At midday I found that I could no longer ignore her, and left trauma suddenly, crossing to the center of the mall. She stood as I started to move, hesitated when I began in her general direction, then rushed to meet me at the quarantine line. I pulled her groping hands from my suit and examined her eyes with a penlight. I inspected her mottled arms and legs, which she displayed proudly, following my gaze with rapt anticipation. She exhibited no signs of the illness. I called upon a nurse to run PCR tests on the remaining seventeen asymptomatics, then wrested myself away again. The girl struggled against me, lunging at my shoulders as I twisted free, stopping only at the quarantine threshold, calling after me as I walked away, “Docteur! Docteur!”
By the middle of the fourth day, I knew that all our efforts were in vain. Working in the stifling heat, my body weeping dollops of sweat — I had already lost more than ten pounds — treating patients who only days before had carried me their brothers, their mothers, their children, I struggled to retain some facade of humanity, to make contact with these masklike faces before passing them down the line to Peter to be taken apart and studied. Preventive therapy had failed and supportive therapy was inadequate, and worse, unable to keep up with demand. We had reached the limits of our medical expertise with the resources available.
We were not the cause of this, I reminded myself. But neither were we the cure. We were merely the facilitators.
PCR tests comparing the virus in Jacqueline Moutouari to samples taken just that day showed dramatic changes in the genetic architecture of the virus. The pathogen was incredibly labile, which we attributed to the virus’s aeonian radioactive exposure.
The cries came at midafternoon and lasted for several minutes, a feral bellowing somewhere north of camp that halted relief work and commanded our attention, myself and the two nurses, all looking in the same direction as though expecting something to charge out at us through the trees. The sick listened distractedly to the animal screams as though receiving long-delayed news, and a few, such as the strapped-down, wasting figure of Dr.
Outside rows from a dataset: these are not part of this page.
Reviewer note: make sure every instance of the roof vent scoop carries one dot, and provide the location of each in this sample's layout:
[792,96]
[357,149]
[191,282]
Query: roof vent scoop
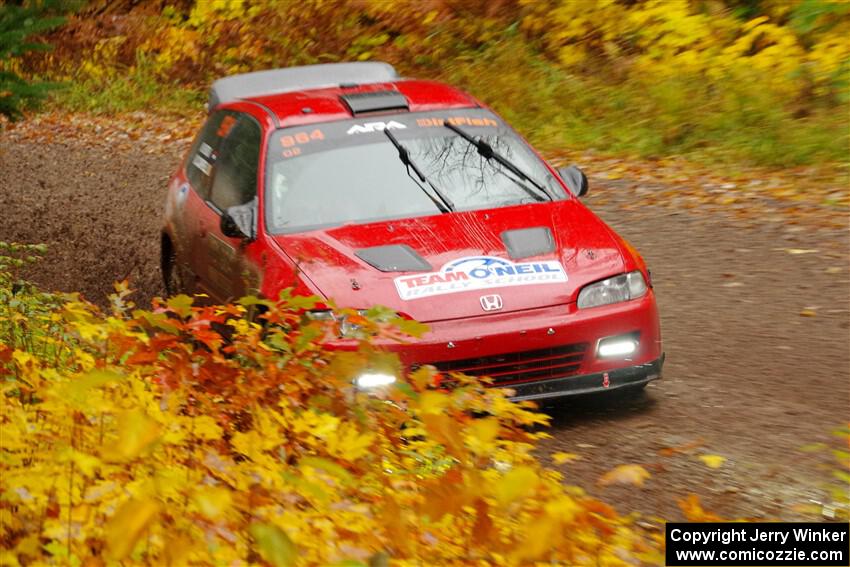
[527,242]
[290,79]
[393,258]
[378,101]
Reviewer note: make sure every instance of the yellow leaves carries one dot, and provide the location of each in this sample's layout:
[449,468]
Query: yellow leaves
[212,501]
[349,443]
[128,525]
[85,463]
[482,433]
[78,390]
[625,474]
[186,454]
[433,402]
[137,433]
[274,545]
[712,461]
[204,427]
[516,484]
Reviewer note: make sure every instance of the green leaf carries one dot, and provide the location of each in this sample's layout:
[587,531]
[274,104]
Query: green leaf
[274,545]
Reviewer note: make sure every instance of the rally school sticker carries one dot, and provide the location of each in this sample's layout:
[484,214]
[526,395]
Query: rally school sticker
[478,272]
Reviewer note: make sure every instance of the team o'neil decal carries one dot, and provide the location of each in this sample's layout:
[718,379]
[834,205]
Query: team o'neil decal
[478,272]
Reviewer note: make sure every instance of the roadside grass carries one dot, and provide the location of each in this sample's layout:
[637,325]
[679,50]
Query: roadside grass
[684,116]
[139,88]
[738,125]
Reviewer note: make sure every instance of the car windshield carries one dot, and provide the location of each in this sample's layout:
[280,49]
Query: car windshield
[350,172]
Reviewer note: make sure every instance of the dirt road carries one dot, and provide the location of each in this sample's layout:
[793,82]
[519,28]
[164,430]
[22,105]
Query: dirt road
[747,378]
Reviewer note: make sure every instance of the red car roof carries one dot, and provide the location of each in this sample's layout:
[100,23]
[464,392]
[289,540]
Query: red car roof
[324,105]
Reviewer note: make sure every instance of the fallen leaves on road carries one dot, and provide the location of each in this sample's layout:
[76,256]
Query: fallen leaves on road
[813,195]
[560,458]
[712,461]
[625,474]
[684,448]
[694,512]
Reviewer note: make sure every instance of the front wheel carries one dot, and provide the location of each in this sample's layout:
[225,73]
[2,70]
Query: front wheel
[172,276]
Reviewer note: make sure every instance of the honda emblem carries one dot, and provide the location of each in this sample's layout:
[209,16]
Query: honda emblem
[491,302]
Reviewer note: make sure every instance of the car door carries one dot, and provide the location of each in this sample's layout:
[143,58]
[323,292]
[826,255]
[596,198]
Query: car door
[226,273]
[191,227]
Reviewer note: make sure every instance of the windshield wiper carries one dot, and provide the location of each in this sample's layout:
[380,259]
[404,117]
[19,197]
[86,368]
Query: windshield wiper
[441,201]
[487,152]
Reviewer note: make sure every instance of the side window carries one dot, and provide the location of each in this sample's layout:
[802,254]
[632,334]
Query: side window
[235,177]
[199,168]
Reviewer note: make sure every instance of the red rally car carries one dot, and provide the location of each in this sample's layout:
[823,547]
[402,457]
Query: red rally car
[348,182]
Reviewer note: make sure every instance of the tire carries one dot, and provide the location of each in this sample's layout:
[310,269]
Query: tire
[172,276]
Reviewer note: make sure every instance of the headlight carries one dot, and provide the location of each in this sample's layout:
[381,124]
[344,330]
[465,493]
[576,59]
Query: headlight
[347,329]
[374,380]
[613,290]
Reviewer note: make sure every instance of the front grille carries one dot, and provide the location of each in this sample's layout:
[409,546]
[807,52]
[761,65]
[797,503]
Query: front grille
[513,367]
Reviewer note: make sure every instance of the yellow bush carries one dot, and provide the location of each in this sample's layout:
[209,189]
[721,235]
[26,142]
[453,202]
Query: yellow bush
[145,437]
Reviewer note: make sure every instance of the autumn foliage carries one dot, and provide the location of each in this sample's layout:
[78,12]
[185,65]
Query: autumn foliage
[762,81]
[187,434]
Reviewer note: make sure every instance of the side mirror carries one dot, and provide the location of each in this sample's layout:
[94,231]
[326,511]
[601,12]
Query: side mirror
[575,179]
[238,222]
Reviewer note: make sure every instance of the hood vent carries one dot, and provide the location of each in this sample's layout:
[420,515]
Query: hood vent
[393,258]
[379,101]
[527,242]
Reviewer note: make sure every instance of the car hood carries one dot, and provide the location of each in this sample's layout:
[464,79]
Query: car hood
[451,265]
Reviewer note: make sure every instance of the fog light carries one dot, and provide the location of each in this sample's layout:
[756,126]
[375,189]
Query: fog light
[616,346]
[374,380]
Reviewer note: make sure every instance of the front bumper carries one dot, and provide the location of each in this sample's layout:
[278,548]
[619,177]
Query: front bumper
[638,375]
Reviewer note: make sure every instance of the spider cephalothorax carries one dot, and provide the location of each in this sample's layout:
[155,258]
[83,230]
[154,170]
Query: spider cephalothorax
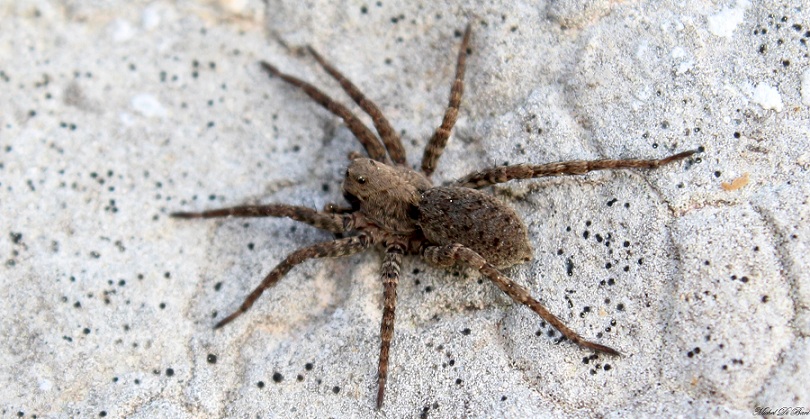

Kaunda, emulated the wild baying, pearls of foam drying at the corners of his broken lips.
Peter left to investigate and later returned to lead me out across the grass bridge, along a macheted path to a high spot outside the camp. It was a ridge overlooking the jungle terrain rolling out to the west. The largest of a thick grove of ancient black trees there had been ravaged, the bottom meter of trunk bark rent to the bare wood and scored with blood and bits of greenish-gray fur. A green monkey lay dead atop a bed of shavings. Its fur was burst with pustules, and black, blood-sodden eyes stared out of its small, drawn, side-turned face. One long arm lay across its belly, the leathery black fingers of both forepaws broken and bloodied. A few paces away, a baboon lay ripped to shreds. The infected monkey had savaged the larger animal before turning its attack upon the tree trunk, then bled to death from its subsequent injuries.
“My God,” I said.
Peter opened up the disinfectant pack he had brought along and uncapped a gallon bottle of industrial bleach. He began sloshing it on the monkey carcass.
“A quarter mile outside camp,” he said, dousing the tree wound. “The virus is making its move.”
Peter often spoke of viruses as though they had motives, as though they were forward-thinking, free-will life forms with plans and hopes for a deviant future.
“Flies are already visiting the kill,” he continued. “Whether arthropods can vector this is anybody’s guess, but we have to assume for the purposes of containment that they can. It’s starting to break.”